Pela terceira vez em um ano e sete meses, desde o início de seu mandato, o prefeito do Rio, Marcelo Crivella (PRB), está sendo acusado de censurar uma manifestação artística calcada na diversidade sexual e que seria abrigada por um equipamento cultural municipal. O motivo: o prefeito, bispo licenciado da Igreja Universal do Reino de Deus, a considerou ofensiva aos cristãos.
O alvo dessa vez foi o espetáculo teatral O Evangelho Segundo Jesus, rainha do Céu, que traz uma travesti representando Jesus Cristo e já foi cancelada em outras cidades por conta de ações de movimentos conservadores. A peça seria encenada essa semana na Arena Fernando Torres, no Parque Madureira, zona norte do Rio.
Crivella compartilhou um vídeo no Facebook no último dia 31 dizendo que a mudança se deveu ao fechamento prévio da arena, devido a uma ordem judicial, e também se colocando com veemência contra o conteúdo da peça. Paradoxalmente, ele chamou a notícia do cancelamento da encenação de “fake news”.
“O espetáculo ofende a consciência dos cristãos. Essa arena está fechada. E na minha administração, nenhum espetáculo, nenhuma exposição vai ofender a religião das pessoas. Eu não vou permitir. Enquanto eu for prefeito, vamos respeitar a consciência e a religião das pessoas”, diz Crivella no vídeo.
Em outubro do ano passado, o prefeito vetou pessoalmente a exposição Queermuseu – Cartografias da diferença na arte brasileira, programada para o Museu de Arte do Rio (MAR); na ocasião, ele disse que ecoava a rejeição do povo do Rio ao conteúdo da mostra, que sequer a havia visto, e a tachou de imoral, dizendo que as obras pregavam a “zoofilia” e a “pedofilia”. No mesmo mês, foi cancelada a peça Bicha Oca, no Castelinho do Flamengo, outro equipamento municipal – neste caso, a prefeitura alegou uma pane elétrica.

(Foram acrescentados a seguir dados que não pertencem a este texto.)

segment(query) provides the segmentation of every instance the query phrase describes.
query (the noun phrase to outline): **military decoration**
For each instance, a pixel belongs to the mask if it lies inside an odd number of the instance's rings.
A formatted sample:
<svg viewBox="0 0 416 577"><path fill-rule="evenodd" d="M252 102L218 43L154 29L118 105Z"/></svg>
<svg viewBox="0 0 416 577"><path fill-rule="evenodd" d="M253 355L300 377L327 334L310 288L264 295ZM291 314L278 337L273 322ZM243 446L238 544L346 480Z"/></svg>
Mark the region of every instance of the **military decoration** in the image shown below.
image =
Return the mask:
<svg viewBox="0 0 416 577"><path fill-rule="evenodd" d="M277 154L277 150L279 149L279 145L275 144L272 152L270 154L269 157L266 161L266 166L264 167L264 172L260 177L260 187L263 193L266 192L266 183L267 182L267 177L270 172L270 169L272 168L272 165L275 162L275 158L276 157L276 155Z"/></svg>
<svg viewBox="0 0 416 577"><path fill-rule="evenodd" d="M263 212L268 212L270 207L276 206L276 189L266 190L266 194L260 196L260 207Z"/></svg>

Nesta terça-feira, 5, foi realizado um ato pela liberdade de expressão e contra o cancelamento do Evangelho na Praça do Leão Etíope, na zona norte do Rio. A produção da mostra Corpos Visíveis, na qual o espetáculo se insere, informou que o espetáculo estava acordado com a arena para acontecer nos dias 8, 9 e 10.
Só na segunda-feira chegou a posição final da Secretaria de Cultura de que a programação estava de fato cancelada, segundo a produtora Sophia Prado. “É uma atitude transfóbica do prefeito. Como ele diz que não vai permitir esse tipo de evento na cidade, e a secretaria vem justificar que é um problema jurídico?”, criticou Sophia.
A peça já foi cancelada em Jundiaí e em Salvador pela Justiça, provocada por movimentados conservadores. “O vídeo deixa muito clara a intenção do prefeito, que não conhece o espetáculo e já o qualifica como ofensa. Nas outras cidades, foi uma censura vinda de grupos políticos e religiosos. Agora, o poder público diretamente, o que é bastante assustador”, lamentou a diretora da peça, Natalia Mallo.
“A gente já estava apreensivo, por saber que esta gestão é movida pelo fundamentalismo religioso, contrário à diversidade e aos direitos das pessoas LGBTQ. Mas essa censura escancarada, o preconceito tão explícito, não. Poderia haver algum decoro”, continuou.
“Esta intervenção direta do prefeito não é uma prática comum ou mesmo aceitável, visto que se trata de um estado laico”, diz a nota da mostra “Corpos Visíveis”. “Trata-se nitidamente de censura à visibilização e livre expressão artística dos corpos LGBTQI+, femininos, negros e periféricos. A peça já sofreu tentativas de censura em outros estados e aqui mesmo no município com perseguições sofridas por trazer uma atriz travesti no papel de Jesus e um roteiro que questiona “E se Jesus vivesse nos tempos de hoje e fosse travesti?”. A produção da Corpos Visíveis garante que a peça não busca ofender cristãos, mas cria um questionamento sobre a falta de tolerância e respeito nos tempos atuais pregando o respeito e o amor incondicional.”
A Secretaria Municipal de Cultura divulgou nota informando que não houve cancelamento da Corpos Visíveis, e explicando que por força de um mandado de segurança a arena está com todas as atividades suspensas há cerca de um mês. O mandado foi impetrado pelo antigo gestor do espaço. “Por causa desta decisão judicial, toda a programação está suspensa, e não apenas a mostra Corpos Visíveis”, diz o texto oficial. A reportagem questionou a secretaria sobre o vídeo e a ingerência do prefeito, e a resposta foi que a pasta não comenta declarações dele.